In September of last year, Havana House was instructed to remove the sign located on the street outside the shop not because it featured a cigar, but because the image of the cigar on the sign featured a band of a cigar manufacturer Cohiba. More recently the ministry has demanded that they remove or cover up the classic cigar logos of traditional manufacturers that featured on Havana House's shop window. The prohibitive cost of removing the expensive printed glass and replacing them with inoffensive non-cigar-branded plates did not occur to the health ministry bureaucrats, so Havana House have resorted to covering the prestigious logos with ugly, coarse brown paper.
This draconian piece of legislation affects not only the way Havana House does business with its customers but also its relationship with the media. Until April of last year, Hart wrote cigar reviews for Auckland's Metro magazine until editor Bill Ralston was visited by a Ministry of Health official. The rest is history the bureaucrat threatened to prosecute the magazine under the Smoke-free Environments Act should Ralston continue to print the reviews. A cigar review, in the ministry's opinion, constitutes a "tobacco product advertisement" under section 22 of the act. Section 22 states:
"[N]o person shall publish any tobacco product advertisement in New Zealand [including] any book, magazine or newspaper printed outside New Zealand [if] the principal purpose of the book, magazine, newspaper ... is the promotion of the use of tobacco products."

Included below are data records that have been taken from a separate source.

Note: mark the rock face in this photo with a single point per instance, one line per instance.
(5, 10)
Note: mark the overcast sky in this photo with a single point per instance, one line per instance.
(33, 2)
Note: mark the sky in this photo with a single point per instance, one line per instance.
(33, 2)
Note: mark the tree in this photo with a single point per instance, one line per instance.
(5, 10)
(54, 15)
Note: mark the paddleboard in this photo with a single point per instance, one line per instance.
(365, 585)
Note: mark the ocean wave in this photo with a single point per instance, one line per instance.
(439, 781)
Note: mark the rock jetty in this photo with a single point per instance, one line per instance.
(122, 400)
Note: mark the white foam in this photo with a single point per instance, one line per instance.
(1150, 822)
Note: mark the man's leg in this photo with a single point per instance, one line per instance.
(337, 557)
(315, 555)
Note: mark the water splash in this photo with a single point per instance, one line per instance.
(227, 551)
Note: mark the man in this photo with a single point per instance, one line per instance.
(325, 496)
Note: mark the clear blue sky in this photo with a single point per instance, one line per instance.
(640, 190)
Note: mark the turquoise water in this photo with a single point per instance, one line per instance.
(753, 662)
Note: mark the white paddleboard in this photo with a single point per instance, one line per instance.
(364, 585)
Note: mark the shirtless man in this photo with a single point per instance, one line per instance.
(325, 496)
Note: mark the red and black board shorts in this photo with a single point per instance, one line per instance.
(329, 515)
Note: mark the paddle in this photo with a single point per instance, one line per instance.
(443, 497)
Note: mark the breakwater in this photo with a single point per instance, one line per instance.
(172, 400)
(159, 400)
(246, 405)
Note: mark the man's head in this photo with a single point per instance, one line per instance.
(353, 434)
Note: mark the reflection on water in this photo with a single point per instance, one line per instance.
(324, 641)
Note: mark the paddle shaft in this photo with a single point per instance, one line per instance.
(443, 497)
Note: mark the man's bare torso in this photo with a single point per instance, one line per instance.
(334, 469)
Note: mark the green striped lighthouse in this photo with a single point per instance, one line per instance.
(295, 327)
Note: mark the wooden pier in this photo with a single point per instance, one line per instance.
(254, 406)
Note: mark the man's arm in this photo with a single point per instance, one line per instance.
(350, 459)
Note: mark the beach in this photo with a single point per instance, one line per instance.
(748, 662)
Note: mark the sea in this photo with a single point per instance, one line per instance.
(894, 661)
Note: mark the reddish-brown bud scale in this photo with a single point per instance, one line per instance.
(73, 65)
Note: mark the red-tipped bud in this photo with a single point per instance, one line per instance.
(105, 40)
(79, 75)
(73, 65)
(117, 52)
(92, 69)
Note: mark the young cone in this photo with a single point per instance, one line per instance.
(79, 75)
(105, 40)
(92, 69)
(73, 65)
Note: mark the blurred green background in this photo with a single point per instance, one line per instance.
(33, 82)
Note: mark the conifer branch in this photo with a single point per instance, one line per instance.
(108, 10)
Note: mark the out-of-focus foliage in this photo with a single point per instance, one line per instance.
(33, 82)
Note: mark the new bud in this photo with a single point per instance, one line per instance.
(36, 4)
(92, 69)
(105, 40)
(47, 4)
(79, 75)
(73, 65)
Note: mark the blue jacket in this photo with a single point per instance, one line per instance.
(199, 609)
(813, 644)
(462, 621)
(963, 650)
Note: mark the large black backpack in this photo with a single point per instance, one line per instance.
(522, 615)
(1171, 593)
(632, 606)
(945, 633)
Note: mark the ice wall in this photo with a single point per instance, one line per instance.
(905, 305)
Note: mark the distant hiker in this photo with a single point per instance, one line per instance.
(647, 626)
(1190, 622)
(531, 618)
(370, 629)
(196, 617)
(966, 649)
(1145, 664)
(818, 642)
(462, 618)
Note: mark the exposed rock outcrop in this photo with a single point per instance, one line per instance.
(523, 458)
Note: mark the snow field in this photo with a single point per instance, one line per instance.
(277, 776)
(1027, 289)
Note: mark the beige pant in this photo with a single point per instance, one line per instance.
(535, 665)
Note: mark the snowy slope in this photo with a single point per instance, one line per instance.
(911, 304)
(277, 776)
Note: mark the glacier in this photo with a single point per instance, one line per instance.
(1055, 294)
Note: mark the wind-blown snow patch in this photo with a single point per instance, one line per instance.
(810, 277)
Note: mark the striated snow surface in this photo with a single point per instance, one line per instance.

"Tobacco product advertisement" is defined by the act as:
"[A]ny words ... and any pictorial representation ... used to encourage the use or notify availability or promote the sale of any tobacco product or to promote smoking behaviour;"
Shortly after the threats against Metro were made public, Havana House offered to advertise in the New Zealand Herald's 'Gifts for the Family' supplement prior to Christmas. Knowing that they could not advertise actual cigars, Havana House planned to feature cigar paraphernalia as potential 'Gifts for Dad.' The Herald replied, given the recent Metro blow-up, that they "would not touch [Havana House] with a barge pole." Hart expects the Kristalnacht of cigar retailers to commence any day now.
The prospect of fighting a legal battle with the government must be truly daunting to any tobacconist merely trying to run a business. But they have only their own silence and capitulation to blame for the assaults on their liberty. When put to Hart that his ordeal is merely a precursor for worse things to come, he says that there will come a point where the health ministry will be forced to prosecute him. Although he may lose $10,000 in fines, he intends to do his darndest to make $100,000 in publicity out of the case. Hart's fighting spirit has not been dampened it's still smoking.